London

The UK government agreed last week that physicians should be discouraged from prescribing a novel anti-viral drug, Relenza, on the grounds that it is not convinced of the drug's cost-effectiveness.

The government's announcement endorsed advice to physicians from the newly created National Institute of Clinical Excellence (NICE), set up to provide guidance on whether new therapies should be introduced into the health service.

But Glaxo Wellcome — maker of Relenza — and two other leading pharmaceutical companies want the government to reverse its decision and overrule NICE. They argue that the need to obtain the institute's approval is anti-innovative and an unjustifiable additional hurdle for new drugs to overcome.

Relenza prevents the spread of the virus to uninfected cells in the respiratory tract. It is the first in a class of compounds known as neuraminidase inhibitors, and the first anti-viral drug to be effective against all known strains of influenza A and B.

For influenza to spread, new virus particles must break out from infected cells. The enzyme neuraminidase breaks the bond holding the virus to the infected cell. Relenza inhibits neuraminidase activity, so retaining the bonds between sialic acid and cell surface proteins, and trapping the virus in sugars on the outside of the cell.

The influenza virus is highly mutable, and comes in many different strains. This has made it difficult to locate a stable target to prevent viral replication. After three decades, researchers discovered that the role of neuraminidase is constant. Once this had been identified, Relenza was designed using computational chemistry.

Persuading the government of the drug's value has proved a different matter. Glaxo Wellcome says the drug reduces the duration of flu, the severity of the symptoms and the risk of secondary infections. But NICE says that, if used within 48 hours of the onset of symptoms, Relenza only reduces the duration of the illness by 24 hours — not the two to three days claimed by the company.

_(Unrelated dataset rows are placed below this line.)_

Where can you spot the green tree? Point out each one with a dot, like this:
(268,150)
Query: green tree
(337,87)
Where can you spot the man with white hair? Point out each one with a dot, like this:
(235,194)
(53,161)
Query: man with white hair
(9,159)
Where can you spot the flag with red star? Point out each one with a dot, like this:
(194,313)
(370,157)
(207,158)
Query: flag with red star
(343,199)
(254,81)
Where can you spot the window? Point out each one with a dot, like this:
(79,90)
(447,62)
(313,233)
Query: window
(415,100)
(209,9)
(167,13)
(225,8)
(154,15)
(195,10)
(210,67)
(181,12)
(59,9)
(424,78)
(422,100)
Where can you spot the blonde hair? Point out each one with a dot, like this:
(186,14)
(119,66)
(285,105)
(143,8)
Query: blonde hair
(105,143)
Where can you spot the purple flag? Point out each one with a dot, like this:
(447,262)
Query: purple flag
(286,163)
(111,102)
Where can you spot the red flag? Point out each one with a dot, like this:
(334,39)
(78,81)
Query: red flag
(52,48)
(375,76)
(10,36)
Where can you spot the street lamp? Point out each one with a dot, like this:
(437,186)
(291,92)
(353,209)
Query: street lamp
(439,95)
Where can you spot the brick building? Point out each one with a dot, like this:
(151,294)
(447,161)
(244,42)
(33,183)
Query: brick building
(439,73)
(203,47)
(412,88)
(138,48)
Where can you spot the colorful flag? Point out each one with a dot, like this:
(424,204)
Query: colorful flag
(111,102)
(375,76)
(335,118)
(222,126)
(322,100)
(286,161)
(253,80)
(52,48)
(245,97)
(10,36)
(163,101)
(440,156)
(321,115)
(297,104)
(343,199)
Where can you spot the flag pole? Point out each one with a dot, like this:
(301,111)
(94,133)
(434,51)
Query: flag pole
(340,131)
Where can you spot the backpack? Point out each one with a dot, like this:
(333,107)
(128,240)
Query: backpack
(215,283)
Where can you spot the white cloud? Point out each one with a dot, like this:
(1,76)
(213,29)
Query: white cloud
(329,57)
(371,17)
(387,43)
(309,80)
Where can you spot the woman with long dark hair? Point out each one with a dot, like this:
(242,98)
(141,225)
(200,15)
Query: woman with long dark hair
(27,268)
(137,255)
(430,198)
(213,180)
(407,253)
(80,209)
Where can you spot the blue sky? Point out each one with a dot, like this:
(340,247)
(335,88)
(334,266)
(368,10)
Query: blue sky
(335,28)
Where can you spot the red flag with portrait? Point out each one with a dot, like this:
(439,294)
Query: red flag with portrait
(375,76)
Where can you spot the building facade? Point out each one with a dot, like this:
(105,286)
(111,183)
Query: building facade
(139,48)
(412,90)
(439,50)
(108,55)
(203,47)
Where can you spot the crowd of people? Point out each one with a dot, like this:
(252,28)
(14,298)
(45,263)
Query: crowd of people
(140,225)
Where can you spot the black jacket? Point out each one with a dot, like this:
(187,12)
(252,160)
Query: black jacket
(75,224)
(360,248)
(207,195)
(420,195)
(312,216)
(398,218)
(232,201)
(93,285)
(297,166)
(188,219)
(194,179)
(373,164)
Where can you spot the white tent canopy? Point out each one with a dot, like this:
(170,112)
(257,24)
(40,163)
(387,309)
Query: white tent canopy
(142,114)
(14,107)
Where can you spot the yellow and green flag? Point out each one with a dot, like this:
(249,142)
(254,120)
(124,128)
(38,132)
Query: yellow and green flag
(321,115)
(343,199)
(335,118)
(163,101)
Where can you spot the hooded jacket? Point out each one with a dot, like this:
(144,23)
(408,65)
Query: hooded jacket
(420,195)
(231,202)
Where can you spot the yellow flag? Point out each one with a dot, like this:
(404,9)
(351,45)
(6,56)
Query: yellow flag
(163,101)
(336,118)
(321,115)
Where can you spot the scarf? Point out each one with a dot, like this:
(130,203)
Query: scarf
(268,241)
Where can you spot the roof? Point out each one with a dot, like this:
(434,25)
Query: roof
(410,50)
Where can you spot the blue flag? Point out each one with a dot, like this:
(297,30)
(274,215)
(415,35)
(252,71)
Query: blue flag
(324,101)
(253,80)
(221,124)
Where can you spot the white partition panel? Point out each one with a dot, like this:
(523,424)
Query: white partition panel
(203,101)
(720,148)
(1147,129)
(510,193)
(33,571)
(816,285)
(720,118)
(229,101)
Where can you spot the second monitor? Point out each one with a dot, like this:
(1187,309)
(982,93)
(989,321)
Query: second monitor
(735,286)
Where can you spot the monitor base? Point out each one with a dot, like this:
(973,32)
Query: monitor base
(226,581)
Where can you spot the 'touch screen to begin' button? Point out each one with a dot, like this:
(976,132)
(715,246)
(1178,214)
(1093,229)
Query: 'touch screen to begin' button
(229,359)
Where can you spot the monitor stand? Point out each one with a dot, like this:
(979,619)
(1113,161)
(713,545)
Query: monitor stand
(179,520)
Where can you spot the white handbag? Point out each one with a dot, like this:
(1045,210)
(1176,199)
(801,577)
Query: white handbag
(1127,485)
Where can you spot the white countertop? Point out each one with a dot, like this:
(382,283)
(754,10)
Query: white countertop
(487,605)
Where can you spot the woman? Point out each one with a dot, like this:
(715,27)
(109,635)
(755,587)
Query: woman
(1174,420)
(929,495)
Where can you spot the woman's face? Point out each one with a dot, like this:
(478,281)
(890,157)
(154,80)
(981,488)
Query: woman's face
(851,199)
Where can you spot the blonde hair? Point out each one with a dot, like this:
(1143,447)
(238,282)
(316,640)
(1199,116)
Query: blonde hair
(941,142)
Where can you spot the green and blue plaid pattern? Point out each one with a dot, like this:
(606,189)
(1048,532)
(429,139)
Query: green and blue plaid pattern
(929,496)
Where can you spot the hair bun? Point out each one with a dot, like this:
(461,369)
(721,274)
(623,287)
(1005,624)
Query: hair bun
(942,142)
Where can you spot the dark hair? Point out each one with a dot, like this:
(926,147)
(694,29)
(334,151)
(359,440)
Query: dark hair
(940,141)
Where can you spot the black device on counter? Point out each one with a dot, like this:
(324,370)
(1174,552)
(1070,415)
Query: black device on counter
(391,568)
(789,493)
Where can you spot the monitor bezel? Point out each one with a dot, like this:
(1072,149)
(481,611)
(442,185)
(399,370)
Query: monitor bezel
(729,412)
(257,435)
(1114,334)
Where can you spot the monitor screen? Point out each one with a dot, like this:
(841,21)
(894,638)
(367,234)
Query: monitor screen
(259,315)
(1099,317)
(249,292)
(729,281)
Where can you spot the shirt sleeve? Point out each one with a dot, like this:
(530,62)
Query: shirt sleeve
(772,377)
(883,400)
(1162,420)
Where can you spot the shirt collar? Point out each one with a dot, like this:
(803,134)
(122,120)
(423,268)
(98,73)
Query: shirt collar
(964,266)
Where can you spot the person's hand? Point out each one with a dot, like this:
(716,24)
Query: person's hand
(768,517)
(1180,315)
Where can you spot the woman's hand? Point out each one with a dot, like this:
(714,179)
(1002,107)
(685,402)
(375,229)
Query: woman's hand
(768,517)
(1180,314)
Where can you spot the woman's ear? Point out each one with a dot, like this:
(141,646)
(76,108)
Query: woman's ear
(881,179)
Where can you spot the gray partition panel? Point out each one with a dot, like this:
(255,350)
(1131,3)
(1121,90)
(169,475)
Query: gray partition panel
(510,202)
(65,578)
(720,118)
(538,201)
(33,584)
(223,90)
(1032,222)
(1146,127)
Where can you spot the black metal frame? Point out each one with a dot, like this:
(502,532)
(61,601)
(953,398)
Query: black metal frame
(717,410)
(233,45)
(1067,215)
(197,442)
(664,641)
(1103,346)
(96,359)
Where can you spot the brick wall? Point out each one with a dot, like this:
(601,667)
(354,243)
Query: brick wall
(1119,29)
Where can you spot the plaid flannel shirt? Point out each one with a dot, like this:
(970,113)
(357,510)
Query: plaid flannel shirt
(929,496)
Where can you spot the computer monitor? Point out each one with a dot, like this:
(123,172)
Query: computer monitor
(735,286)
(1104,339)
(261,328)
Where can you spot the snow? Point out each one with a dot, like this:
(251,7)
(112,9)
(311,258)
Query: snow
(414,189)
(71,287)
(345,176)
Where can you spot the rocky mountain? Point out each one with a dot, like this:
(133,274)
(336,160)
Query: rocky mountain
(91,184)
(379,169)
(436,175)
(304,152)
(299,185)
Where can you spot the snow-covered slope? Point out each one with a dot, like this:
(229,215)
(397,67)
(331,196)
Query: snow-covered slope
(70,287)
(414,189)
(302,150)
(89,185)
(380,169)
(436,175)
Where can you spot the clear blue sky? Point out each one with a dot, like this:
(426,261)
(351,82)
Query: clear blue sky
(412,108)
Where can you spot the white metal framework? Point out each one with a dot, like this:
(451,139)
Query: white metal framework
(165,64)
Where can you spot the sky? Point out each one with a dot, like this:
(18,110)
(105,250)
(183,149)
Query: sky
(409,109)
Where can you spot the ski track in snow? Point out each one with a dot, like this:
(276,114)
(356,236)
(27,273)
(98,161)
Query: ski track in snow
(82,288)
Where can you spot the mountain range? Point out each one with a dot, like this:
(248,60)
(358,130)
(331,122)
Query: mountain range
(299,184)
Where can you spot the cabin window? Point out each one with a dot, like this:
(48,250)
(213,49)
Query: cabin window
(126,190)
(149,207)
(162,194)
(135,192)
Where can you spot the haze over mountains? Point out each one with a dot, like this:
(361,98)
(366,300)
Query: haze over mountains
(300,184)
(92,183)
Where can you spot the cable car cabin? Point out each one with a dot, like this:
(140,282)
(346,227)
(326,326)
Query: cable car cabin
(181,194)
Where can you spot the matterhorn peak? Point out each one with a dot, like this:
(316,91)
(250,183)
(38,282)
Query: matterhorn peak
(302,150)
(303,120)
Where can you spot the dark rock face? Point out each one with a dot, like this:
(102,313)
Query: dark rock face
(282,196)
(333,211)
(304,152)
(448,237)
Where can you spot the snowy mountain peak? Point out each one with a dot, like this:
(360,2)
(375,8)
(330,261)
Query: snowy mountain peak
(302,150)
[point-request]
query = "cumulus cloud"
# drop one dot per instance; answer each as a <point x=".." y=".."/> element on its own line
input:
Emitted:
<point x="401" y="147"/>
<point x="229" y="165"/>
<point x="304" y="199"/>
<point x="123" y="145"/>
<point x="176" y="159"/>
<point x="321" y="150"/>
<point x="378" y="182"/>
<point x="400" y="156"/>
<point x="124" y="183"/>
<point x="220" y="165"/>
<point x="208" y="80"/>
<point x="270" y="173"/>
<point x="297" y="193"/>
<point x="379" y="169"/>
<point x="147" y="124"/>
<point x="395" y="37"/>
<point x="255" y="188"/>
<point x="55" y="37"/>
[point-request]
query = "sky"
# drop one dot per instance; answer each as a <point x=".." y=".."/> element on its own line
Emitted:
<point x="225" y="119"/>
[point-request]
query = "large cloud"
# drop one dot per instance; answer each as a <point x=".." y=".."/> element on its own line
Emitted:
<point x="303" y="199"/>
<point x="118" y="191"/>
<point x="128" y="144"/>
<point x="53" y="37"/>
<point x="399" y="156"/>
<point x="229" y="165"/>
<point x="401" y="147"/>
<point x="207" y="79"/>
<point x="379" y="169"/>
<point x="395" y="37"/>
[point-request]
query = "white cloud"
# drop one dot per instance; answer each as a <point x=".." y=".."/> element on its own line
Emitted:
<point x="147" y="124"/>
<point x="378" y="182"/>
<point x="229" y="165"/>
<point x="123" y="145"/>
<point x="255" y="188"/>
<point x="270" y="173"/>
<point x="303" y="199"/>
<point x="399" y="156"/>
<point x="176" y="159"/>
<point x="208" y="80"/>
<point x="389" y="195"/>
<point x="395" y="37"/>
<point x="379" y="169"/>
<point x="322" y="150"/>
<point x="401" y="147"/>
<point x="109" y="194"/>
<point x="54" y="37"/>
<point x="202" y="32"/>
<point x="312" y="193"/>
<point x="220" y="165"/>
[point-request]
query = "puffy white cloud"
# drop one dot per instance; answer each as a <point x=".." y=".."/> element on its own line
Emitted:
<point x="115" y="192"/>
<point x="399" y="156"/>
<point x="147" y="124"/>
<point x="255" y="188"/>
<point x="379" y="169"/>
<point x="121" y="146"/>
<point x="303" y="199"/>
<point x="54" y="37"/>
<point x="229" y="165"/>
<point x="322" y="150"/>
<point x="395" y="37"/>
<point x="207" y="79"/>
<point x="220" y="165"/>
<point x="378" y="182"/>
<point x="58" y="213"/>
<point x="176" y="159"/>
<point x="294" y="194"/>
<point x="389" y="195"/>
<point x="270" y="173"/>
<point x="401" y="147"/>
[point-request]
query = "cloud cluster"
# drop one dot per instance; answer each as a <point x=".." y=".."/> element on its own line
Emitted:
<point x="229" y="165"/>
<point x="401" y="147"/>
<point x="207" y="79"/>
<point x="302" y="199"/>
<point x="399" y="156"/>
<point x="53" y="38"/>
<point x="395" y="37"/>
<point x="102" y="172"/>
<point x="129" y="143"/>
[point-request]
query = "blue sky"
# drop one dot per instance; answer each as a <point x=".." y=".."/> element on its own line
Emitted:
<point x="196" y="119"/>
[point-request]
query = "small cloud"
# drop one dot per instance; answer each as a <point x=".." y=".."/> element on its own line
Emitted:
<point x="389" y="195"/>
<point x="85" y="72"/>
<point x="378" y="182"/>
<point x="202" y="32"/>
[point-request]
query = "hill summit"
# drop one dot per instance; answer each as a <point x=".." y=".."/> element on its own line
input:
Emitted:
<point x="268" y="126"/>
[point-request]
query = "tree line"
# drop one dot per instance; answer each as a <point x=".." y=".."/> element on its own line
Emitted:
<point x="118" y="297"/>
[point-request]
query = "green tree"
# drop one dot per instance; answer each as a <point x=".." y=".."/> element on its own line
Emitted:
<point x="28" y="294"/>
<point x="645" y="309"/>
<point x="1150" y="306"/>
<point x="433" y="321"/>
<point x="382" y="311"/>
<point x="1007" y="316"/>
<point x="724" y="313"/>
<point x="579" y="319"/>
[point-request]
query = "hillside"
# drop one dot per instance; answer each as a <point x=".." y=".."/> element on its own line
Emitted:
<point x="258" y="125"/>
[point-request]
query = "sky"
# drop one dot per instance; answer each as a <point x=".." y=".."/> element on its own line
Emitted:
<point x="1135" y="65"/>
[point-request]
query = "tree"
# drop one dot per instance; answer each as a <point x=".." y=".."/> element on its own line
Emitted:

Crucially, because of the design of the clinical trials used by the company, NICE concluded there was “insufficient information to judge the extent to which the frequency of serious secondary complications in high-risk groups … might be reduced”. These groups are currently targeted by National Health Service (NHS) vaccination programmes. And, NICE says, it is difficult to see how most flu patients could be diagnosed within 48 hours within the NHS. Although some clinical work has shown that Relenza can limit the spread of flu between individuals in closed settings, it is not currently licensed for prevention.

The drug may have been the victim of unfortunate timing. With NICE needing to gain the confidence of the health professions, the public and parliament as early as possible, it would have been difficult for the government to reject its first advice.

NICE's rapid review of Relenza will not prejudice the full appraisal procedure that Relenza and a similar drug produced by the company Hoffman-La Roche are to undergo next year.